House now a haven for drug deals
rent
B.C.’s rental housing task force is recommending the provincial government cut the 4.5 per cent allowable rent increase for next year to 2.5 per cent but still give landlords the ability to raise rents to cover maintenance and other costs. (via Dan Toulgoet)

When T.T. moved back to her hometown of Burnaby, she thought she had struck gold.

It only took a couple of weeks to find a nice garden-level basement suite and actually move in.

Things haven’t turned out so golden for her. For one thing, T.T.’s landlords have been anything but honest – forgetting to tell her that there are two illegal suites set up on the other side of the house.

“A few weeks into my tenancy, I see an unknown female walk past my kitchen window,” T.T. told me. “She definitely wasn’t the landlord. So I opened my door to investigate further. As it turns out, she was ANOTHER TENANT … but as long as the other tenant wasn’t bothering me then, I didn’t care. But since I apparently can’t have nice things, OF COURSE this tenant was a problem. So much so that I had to call 911 on one occasion because some lunatic showed up here pounding on her door demanding drug money, and refused to leave.”

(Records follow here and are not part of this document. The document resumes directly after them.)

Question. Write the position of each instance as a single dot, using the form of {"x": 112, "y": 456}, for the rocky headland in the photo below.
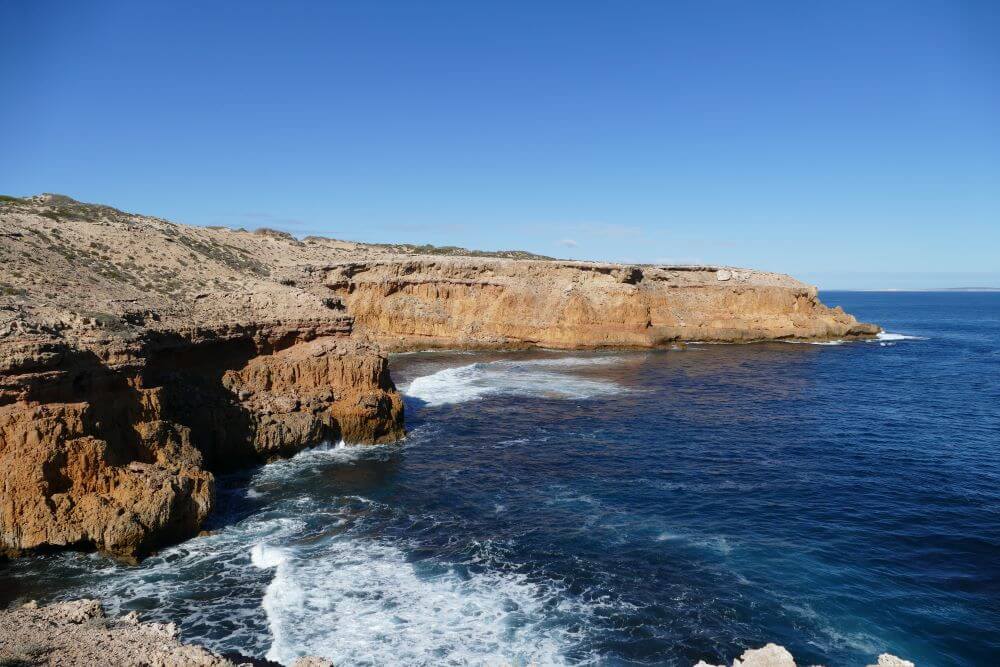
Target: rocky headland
{"x": 78, "y": 633}
{"x": 138, "y": 356}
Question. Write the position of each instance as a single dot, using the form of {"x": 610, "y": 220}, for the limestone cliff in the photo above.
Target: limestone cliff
{"x": 137, "y": 356}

So the police show up - and, as it turns out - this tenant was not who she said she was.

“She’d given the landlords a fraudulent name, and they were stupid enough to not ask this woman for any identifying information, didn’t make her sign a tenancy agreement – nothing,” T.T. said. “So me, being the little investigator that I am, looked up this woman on CSO (Court Services Online), and she has the most insane rap-sheet I’ve ever seen, with charges dating back to as recent as 2020. Everything from mail theft, to identity theft, to drug possession, to armed robbery with use of a prohibited/restricted firearm. Pretty scary stuff. I let the landlords know, and they had said that based on the police incident and the fact that she lied about who she was, they were serving her with an eviction notice.”

That was on October. It’s now January and the fraudster is still living there doing “obvious drug deals,” said T.T., who has politely told this tenant to keep down the noise, only to be verbally accosted.

The landlords were so worried about having a scammer in the house that they installed a locked mailbox and so T.T. often has trouble getting access to her own mail.

But get this, the landlords have told T.T. that they are “tired” of her complaints about the situation and suggested that she be the one to move out if she’s unhappy.

Then, the other day, City of Burnaby inspectors showed up because of the illegal suites.

“The city folks did their walkthrough, took pictures of a few things (stove and washing machine), and left,” T.T. said. “As they were leaving, the landlord came in and said, ‘You have to move’ and walked off. Hate to break it to my landlord, but it doesn’t work that way. They have no idea how to landlord. They got themselves in this mess.”

As always, too many renters are left vulnerable by a system that puts all of the power in the hands of landlords.